Pittsburgh boasts a successful prisoner re-entry program that enjoys bi-partisan support, says the New York Times. One program sponsored by the Allegheny County Department of Human Services for ex-inmates with mental illness reportedly has reduced recidivism to only 9.9 percent. The State Senate Budget and Finance Committee has recommended that the program serve as a model in the state as a way to save money.
It began in a consent decree because of chronic overcrowding in the Allegheny County jail and the lack of treatment for inmates with mental illness. Its founder, Amy Kroll of the Allegheny County Department of Human Services, turned it into a comprehensive program for mentally ill offenders that now includes a mental health court, a drug court, and a re-entry component as well as the part that helps state prison inmates.
Kroll, a former prison guard and a police emergency psychiatric clinician, requires her staff of 26 to go to jails and prisons and get to know each inmate well before the inmate is released.
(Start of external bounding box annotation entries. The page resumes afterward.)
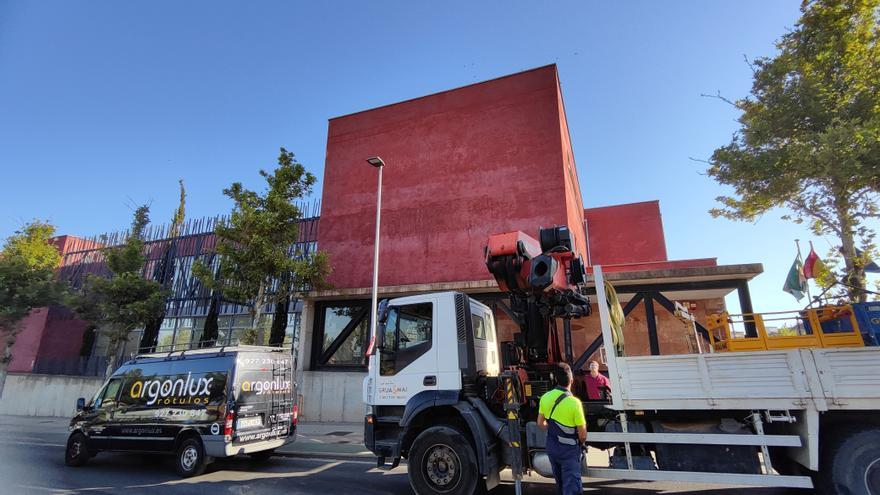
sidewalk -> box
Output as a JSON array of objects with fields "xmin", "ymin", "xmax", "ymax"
[{"xmin": 275, "ymin": 422, "xmax": 375, "ymax": 460}]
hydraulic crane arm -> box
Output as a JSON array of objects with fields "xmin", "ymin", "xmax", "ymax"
[{"xmin": 486, "ymin": 226, "xmax": 590, "ymax": 364}]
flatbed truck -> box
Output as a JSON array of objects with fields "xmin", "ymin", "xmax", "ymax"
[{"xmin": 363, "ymin": 228, "xmax": 880, "ymax": 495}]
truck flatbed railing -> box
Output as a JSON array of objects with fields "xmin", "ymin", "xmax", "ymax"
[{"xmin": 706, "ymin": 305, "xmax": 865, "ymax": 352}]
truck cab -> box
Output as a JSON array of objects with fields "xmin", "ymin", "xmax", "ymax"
[{"xmin": 363, "ymin": 292, "xmax": 501, "ymax": 493}]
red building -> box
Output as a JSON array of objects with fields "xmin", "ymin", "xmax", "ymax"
[
  {"xmin": 299, "ymin": 65, "xmax": 761, "ymax": 420},
  {"xmin": 13, "ymin": 65, "xmax": 761, "ymax": 421}
]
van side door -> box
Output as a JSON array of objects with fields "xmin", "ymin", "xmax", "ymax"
[{"xmin": 83, "ymin": 377, "xmax": 122, "ymax": 450}]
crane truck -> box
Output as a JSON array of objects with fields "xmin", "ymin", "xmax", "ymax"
[{"xmin": 363, "ymin": 227, "xmax": 880, "ymax": 495}]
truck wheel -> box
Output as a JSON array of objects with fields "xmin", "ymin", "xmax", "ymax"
[
  {"xmin": 64, "ymin": 432, "xmax": 91, "ymax": 467},
  {"xmin": 816, "ymin": 428, "xmax": 880, "ymax": 495},
  {"xmin": 407, "ymin": 426, "xmax": 480, "ymax": 495},
  {"xmin": 175, "ymin": 438, "xmax": 208, "ymax": 478}
]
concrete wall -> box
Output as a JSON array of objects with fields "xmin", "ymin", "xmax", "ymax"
[
  {"xmin": 6, "ymin": 308, "xmax": 49, "ymax": 373},
  {"xmin": 299, "ymin": 371, "xmax": 367, "ymax": 423},
  {"xmin": 584, "ymin": 201, "xmax": 666, "ymax": 265},
  {"xmin": 318, "ymin": 66, "xmax": 585, "ymax": 289},
  {"xmin": 0, "ymin": 373, "xmax": 104, "ymax": 417}
]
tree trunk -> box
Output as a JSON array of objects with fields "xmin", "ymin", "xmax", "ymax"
[
  {"xmin": 199, "ymin": 295, "xmax": 220, "ymax": 347},
  {"xmin": 251, "ymin": 284, "xmax": 266, "ymax": 345},
  {"xmin": 269, "ymin": 297, "xmax": 290, "ymax": 347},
  {"xmin": 104, "ymin": 331, "xmax": 127, "ymax": 378},
  {"xmin": 837, "ymin": 203, "xmax": 867, "ymax": 302},
  {"xmin": 138, "ymin": 315, "xmax": 165, "ymax": 352},
  {"xmin": 0, "ymin": 336, "xmax": 15, "ymax": 399}
]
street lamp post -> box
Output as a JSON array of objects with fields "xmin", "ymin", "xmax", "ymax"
[{"xmin": 367, "ymin": 156, "xmax": 385, "ymax": 350}]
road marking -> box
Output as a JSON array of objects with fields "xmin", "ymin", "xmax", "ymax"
[{"xmin": 0, "ymin": 440, "xmax": 65, "ymax": 447}]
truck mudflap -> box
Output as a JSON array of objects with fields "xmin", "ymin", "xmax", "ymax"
[
  {"xmin": 364, "ymin": 400, "xmax": 505, "ymax": 488},
  {"xmin": 454, "ymin": 401, "xmax": 502, "ymax": 489}
]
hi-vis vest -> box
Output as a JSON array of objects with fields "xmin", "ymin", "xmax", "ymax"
[{"xmin": 547, "ymin": 388, "xmax": 578, "ymax": 446}]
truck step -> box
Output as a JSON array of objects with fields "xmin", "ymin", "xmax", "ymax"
[{"xmin": 376, "ymin": 416, "xmax": 402, "ymax": 424}]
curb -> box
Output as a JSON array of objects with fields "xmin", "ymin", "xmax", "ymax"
[{"xmin": 274, "ymin": 450, "xmax": 376, "ymax": 461}]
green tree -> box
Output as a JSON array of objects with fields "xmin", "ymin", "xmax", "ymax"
[
  {"xmin": 0, "ymin": 220, "xmax": 64, "ymax": 397},
  {"xmin": 70, "ymin": 205, "xmax": 167, "ymax": 375},
  {"xmin": 193, "ymin": 148, "xmax": 330, "ymax": 344},
  {"xmin": 139, "ymin": 179, "xmax": 186, "ymax": 352},
  {"xmin": 708, "ymin": 0, "xmax": 880, "ymax": 301}
]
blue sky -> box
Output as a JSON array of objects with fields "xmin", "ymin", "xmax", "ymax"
[{"xmin": 0, "ymin": 0, "xmax": 868, "ymax": 310}]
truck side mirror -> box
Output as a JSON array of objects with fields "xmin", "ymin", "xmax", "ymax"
[{"xmin": 376, "ymin": 299, "xmax": 388, "ymax": 349}]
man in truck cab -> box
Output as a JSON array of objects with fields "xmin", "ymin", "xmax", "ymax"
[
  {"xmin": 538, "ymin": 363, "xmax": 587, "ymax": 495},
  {"xmin": 586, "ymin": 361, "xmax": 611, "ymax": 400}
]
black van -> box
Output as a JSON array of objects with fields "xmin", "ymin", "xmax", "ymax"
[{"xmin": 65, "ymin": 346, "xmax": 297, "ymax": 477}]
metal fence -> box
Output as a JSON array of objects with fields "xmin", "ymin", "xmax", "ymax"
[
  {"xmin": 33, "ymin": 356, "xmax": 107, "ymax": 376},
  {"xmin": 46, "ymin": 200, "xmax": 321, "ymax": 376}
]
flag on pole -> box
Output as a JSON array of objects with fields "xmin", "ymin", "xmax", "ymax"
[
  {"xmin": 856, "ymin": 248, "xmax": 880, "ymax": 273},
  {"xmin": 804, "ymin": 247, "xmax": 828, "ymax": 279},
  {"xmin": 782, "ymin": 254, "xmax": 807, "ymax": 301}
]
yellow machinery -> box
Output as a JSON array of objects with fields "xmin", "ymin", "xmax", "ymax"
[{"xmin": 706, "ymin": 305, "xmax": 865, "ymax": 352}]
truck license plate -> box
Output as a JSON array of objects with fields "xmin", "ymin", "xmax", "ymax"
[{"xmin": 238, "ymin": 416, "xmax": 263, "ymax": 430}]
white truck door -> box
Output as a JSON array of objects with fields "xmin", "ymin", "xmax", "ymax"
[
  {"xmin": 374, "ymin": 296, "xmax": 438, "ymax": 405},
  {"xmin": 471, "ymin": 300, "xmax": 501, "ymax": 376}
]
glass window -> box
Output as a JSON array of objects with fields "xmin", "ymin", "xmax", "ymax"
[
  {"xmin": 397, "ymin": 303, "xmax": 432, "ymax": 349},
  {"xmin": 156, "ymin": 318, "xmax": 177, "ymax": 351},
  {"xmin": 192, "ymin": 317, "xmax": 206, "ymax": 342},
  {"xmin": 312, "ymin": 301, "xmax": 370, "ymax": 366},
  {"xmin": 122, "ymin": 328, "xmax": 144, "ymax": 359},
  {"xmin": 321, "ymin": 306, "xmax": 364, "ymax": 352},
  {"xmin": 486, "ymin": 315, "xmax": 495, "ymax": 342},
  {"xmin": 471, "ymin": 314, "xmax": 486, "ymax": 340},
  {"xmin": 379, "ymin": 303, "xmax": 433, "ymax": 376},
  {"xmin": 217, "ymin": 316, "xmax": 233, "ymax": 344},
  {"xmin": 95, "ymin": 378, "xmax": 122, "ymax": 409},
  {"xmin": 325, "ymin": 318, "xmax": 370, "ymax": 365},
  {"xmin": 174, "ymin": 318, "xmax": 193, "ymax": 350}
]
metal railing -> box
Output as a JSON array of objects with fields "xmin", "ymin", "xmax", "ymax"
[{"xmin": 706, "ymin": 305, "xmax": 865, "ymax": 352}]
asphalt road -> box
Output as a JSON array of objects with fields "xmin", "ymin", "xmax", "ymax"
[{"xmin": 0, "ymin": 416, "xmax": 803, "ymax": 495}]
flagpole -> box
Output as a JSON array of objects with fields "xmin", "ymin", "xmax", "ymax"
[{"xmin": 794, "ymin": 239, "xmax": 813, "ymax": 308}]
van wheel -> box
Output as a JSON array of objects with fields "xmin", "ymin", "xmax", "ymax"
[
  {"xmin": 407, "ymin": 426, "xmax": 480, "ymax": 495},
  {"xmin": 64, "ymin": 432, "xmax": 92, "ymax": 467},
  {"xmin": 816, "ymin": 428, "xmax": 880, "ymax": 495},
  {"xmin": 248, "ymin": 449, "xmax": 275, "ymax": 462},
  {"xmin": 175, "ymin": 438, "xmax": 208, "ymax": 478}
]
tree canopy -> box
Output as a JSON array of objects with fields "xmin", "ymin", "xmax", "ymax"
[
  {"xmin": 0, "ymin": 220, "xmax": 65, "ymax": 396},
  {"xmin": 70, "ymin": 206, "xmax": 167, "ymax": 373},
  {"xmin": 708, "ymin": 0, "xmax": 880, "ymax": 300},
  {"xmin": 194, "ymin": 148, "xmax": 330, "ymax": 341}
]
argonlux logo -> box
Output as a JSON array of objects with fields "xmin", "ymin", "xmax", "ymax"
[
  {"xmin": 129, "ymin": 373, "xmax": 214, "ymax": 406},
  {"xmin": 241, "ymin": 378, "xmax": 290, "ymax": 395}
]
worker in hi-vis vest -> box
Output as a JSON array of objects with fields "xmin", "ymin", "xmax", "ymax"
[{"xmin": 538, "ymin": 363, "xmax": 587, "ymax": 495}]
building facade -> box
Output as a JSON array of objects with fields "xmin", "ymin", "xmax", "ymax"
[{"xmin": 14, "ymin": 65, "xmax": 762, "ymax": 421}]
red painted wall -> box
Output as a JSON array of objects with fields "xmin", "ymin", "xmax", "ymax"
[
  {"xmin": 318, "ymin": 66, "xmax": 585, "ymax": 289},
  {"xmin": 9, "ymin": 308, "xmax": 49, "ymax": 373},
  {"xmin": 584, "ymin": 201, "xmax": 667, "ymax": 269}
]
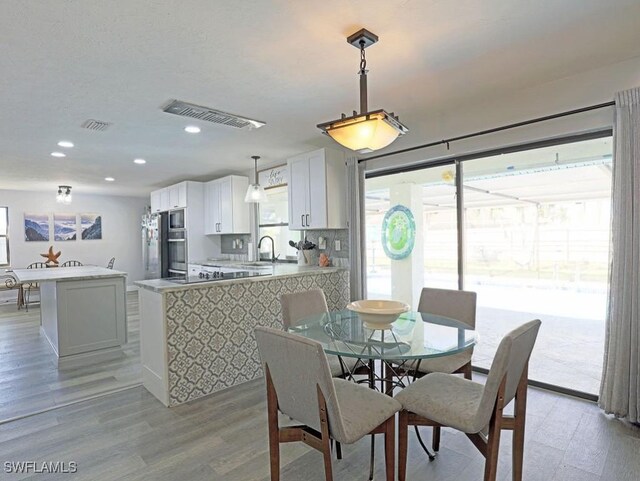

Each time a person is released, Kroll or a staff member takes the released prisoner shopping and provides $200 to buy clothes and other necessities, like toothpaste. “The most important thing we do is lower our clients’ anxiety,” Kroll said. “Most people fail because of their anxiety at getting out, especially the mentally ill.”
Next it is off to the medical assistance office and later to the Social Security office, to apply for supplementary Social Security benefits because of their illness. Then they go to prearranged housing and are given bus passes. The average cost is $3,000 a person. The money comes from the county, the state and several foundations.